Durante o período de pesquisa que fiz para esta obra, falei com muitas testemunhas ainda vivas. Eram pessoas que tinham comparecido perante o Tribunal do Povo, que foram condenadas à morte e que sobreviveram, mas apenas porque o fim da guerra as salvou da execução. E também falei com outras que, na sua qualidade de juízes encarregados da aplicação das leis nazis, ditaram sentenças implacáveis que, não poucas vezes, tiveram consequências fatais para os acusados. Alguns deles — e foi essa a minha impressão — puderam viver sem problemas com a sua consciência. Consideram-se «inocentes», apesar da «carga» que transportam, sentindo que a sua crença na Pátria foi mal empregada «pela política». Raro é quem reconhece ter tido uma responsabilidade pessoal e, muito menos, se mostra arrependido ou envergonhado. Pelo contrário: muitos até se veem como vítimas de uma «época fatídica». Nas conversas que mantive com antigos juízes e procuradores nacional-socialistas, não encontrei dúvidas nenhumas do seu comportamento. Só lhes vi uma complacência embora difícil de tolerar.

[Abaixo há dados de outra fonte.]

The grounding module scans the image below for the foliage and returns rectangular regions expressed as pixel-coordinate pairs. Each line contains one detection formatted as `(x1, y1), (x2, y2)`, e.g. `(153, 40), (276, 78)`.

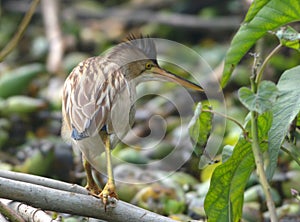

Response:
(190, 0), (300, 221)
(221, 0), (300, 87)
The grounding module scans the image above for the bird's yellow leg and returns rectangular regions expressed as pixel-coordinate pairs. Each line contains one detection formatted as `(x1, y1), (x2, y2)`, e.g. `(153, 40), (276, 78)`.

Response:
(99, 135), (118, 210)
(82, 156), (102, 196)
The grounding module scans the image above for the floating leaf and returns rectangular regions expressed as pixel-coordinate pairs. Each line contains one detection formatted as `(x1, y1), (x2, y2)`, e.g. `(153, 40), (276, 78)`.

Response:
(239, 81), (278, 114)
(0, 64), (45, 98)
(188, 103), (213, 161)
(266, 66), (300, 179)
(0, 96), (46, 115)
(276, 26), (300, 51)
(221, 0), (300, 87)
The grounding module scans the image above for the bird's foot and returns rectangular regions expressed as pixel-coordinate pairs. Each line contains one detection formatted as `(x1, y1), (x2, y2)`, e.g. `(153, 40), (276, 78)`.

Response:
(99, 182), (119, 211)
(85, 184), (102, 197)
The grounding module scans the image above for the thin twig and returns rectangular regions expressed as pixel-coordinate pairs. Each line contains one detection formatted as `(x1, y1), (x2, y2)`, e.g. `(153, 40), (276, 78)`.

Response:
(202, 109), (249, 140)
(41, 0), (64, 73)
(0, 172), (173, 222)
(281, 146), (300, 166)
(0, 0), (39, 62)
(255, 43), (282, 85)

Quando Hans Filbinger, chefe do governo (ministro-presidente) do estado alemão de Baden-Vurtemberga, se viu nas primeiras páginas dos jornais, no decénio de setenta, devido às sentenças de morte proferidas enquanto juiz de guerra da Marinha, tendo-se demitido do cargo depois de ter sido forçado a fazê-lo (o que raras vezes aconteceu no período do pós-guerra), o dramaturgo Rolf Hochhuth cunhou a expressão «juristas temíveis». Estes juristas temíveis defendem ainda hoje a justeza das suas decisões. A justificação, vergonhosa, era a de que «O que antes foi legal não pode agora ser ilegal», o que também caracteriza a atitude de Filbinger. É uma justificação, muitas vezes forçada, depois de 1945, a de que estavam obrigados à obediência. Mas a realidade é esta: entre 1933 e 1945, os juízes alemães transformaram, por vezes fanaticamente e com grande sangue-frio, num papel sem valor, a Constituição de Weimar e aplicaram a lei, só formalmente, com uma brutalidade ponderada e sem hesitação. Só que nenhum deles foi obrigado a fazê-lo. Agiram, sim, por decisão própria. Foram os homens de mão e os executores do Estado nacional-socialista. São poucos os que ainda vivem entre nós. De idade avançada, foram bem tratados e recebem reformas avultadas pagas pelo Estado. A maioria continua ainda convencida de que cumpriu o seu dever. Roland Freisler não foi, de todo, um demónio saído das profundezas do inferno, mas sim um homem do povo, um alemão. A sua carreira foi uma carreira alemã. Foi um representante implacável de uma justiça incapaz de ter piedade. Um cúmplice consequente de um sistema homicida. Um assassino exemplar vestido com o traje formal (a beca) dos juízes. E foram os Alemães que tornaram possíveis os seus atos, o seu trabalho e a sua carreira. Se esta obra, depois de traduções em diversas línguas estrangeiras, conhece agora uma nova edição, é porque ela mostra que a nova geração continua interessada em saber o que aconteceu. Para isso também contribuem documentários televisivos, como a produção da MDR sobre Freisler, com o título Hitlers williger Vollstrecker («O Executor Voluntário de Hitler») que, com grande repercussão, foi retransmitido pela televisão pública ARD e pelas suas subsidiárias.

Este é um livro contra o esquecimento. Porque não é o esquecimento que nos torna livres, porém, a memória.